Knee MRIs: can artificial intelligence replace the physician?

Public health

By Mardi Chapman

4 Dec 2018

The next generation of machine learning can be harnessed to interpret knee MRI scans quicker and as accurately as clinical experts.

A Stanford University team of computer scientists, radiologists and surgeons have developed a deep learning model for detecting abnormalities such as ACL and meniscal tears.

MRNet is a convolutional neural network that can take a series of MRI images and ‘learn’ to identify abnormalities.

Their study used 1,370 mostly abnormal knee MRI scans and compared the model’s interpretation to that of the clinical experts. The study also validated MRNet on a second cohort of 917 scans from Croatia.

The model performed as well as experienced clinicians with area under the receiver operating characteristic curves (AUCs) of 0.937, 0.965 and 0.847 for abnormality detection, ACL tear detection and meniscal tear detection respectively.

“Notably, the model achieved high specificity in detecting ACL tears on the internal validation set, which suggests that such a model, if used in the clinical workflow, may have the potential to effectively rule out ACL tears,” the study authors said.

“We also found that providing the deep learning model predictions to human clinical experts as a diagnostic aid resulted in significantly higher specificities in identifying ACL tears.”

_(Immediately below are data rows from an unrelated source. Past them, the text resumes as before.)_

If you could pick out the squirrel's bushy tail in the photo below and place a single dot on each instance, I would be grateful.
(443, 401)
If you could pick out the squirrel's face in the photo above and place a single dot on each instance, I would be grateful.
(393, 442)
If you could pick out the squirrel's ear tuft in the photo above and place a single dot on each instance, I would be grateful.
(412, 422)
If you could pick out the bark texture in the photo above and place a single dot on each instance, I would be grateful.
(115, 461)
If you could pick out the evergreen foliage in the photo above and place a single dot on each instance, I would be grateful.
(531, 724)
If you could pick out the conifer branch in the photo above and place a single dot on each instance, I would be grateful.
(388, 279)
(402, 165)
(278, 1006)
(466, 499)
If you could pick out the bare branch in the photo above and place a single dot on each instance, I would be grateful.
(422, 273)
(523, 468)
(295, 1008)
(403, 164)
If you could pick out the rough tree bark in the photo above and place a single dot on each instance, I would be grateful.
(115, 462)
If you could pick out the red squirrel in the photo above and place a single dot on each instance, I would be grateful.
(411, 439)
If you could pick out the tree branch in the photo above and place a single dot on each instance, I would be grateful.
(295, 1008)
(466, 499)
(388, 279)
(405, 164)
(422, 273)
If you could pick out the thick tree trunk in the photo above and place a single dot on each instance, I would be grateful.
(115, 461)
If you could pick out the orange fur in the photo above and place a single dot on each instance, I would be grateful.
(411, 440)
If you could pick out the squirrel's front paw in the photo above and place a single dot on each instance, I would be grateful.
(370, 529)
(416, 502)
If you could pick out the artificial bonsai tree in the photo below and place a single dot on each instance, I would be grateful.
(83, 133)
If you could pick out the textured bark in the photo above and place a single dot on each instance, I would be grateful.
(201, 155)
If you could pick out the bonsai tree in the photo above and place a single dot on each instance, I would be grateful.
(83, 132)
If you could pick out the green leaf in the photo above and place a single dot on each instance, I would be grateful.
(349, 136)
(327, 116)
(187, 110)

“Finally, in contrast to the human experts, who required more than three hours on average to completely review 120 exams, the deep learning model provided all classifications in under 2 minutes.”

“Our results suggest that deep learning can be successfully applied to advanced musculoskeletal MRI to generate rapid automated pathology classifications and that the output of the model may improve clinical interpretations.”

They added it was possible that with enough ‘normal’ training data to compare to, a deep learning model could be trained to detect even uncommon abnormalities.

“Future studies are needed to improve the performance and generalisability of deep learning models for MRI and to determine the effect of model assistance in the clinical setting.”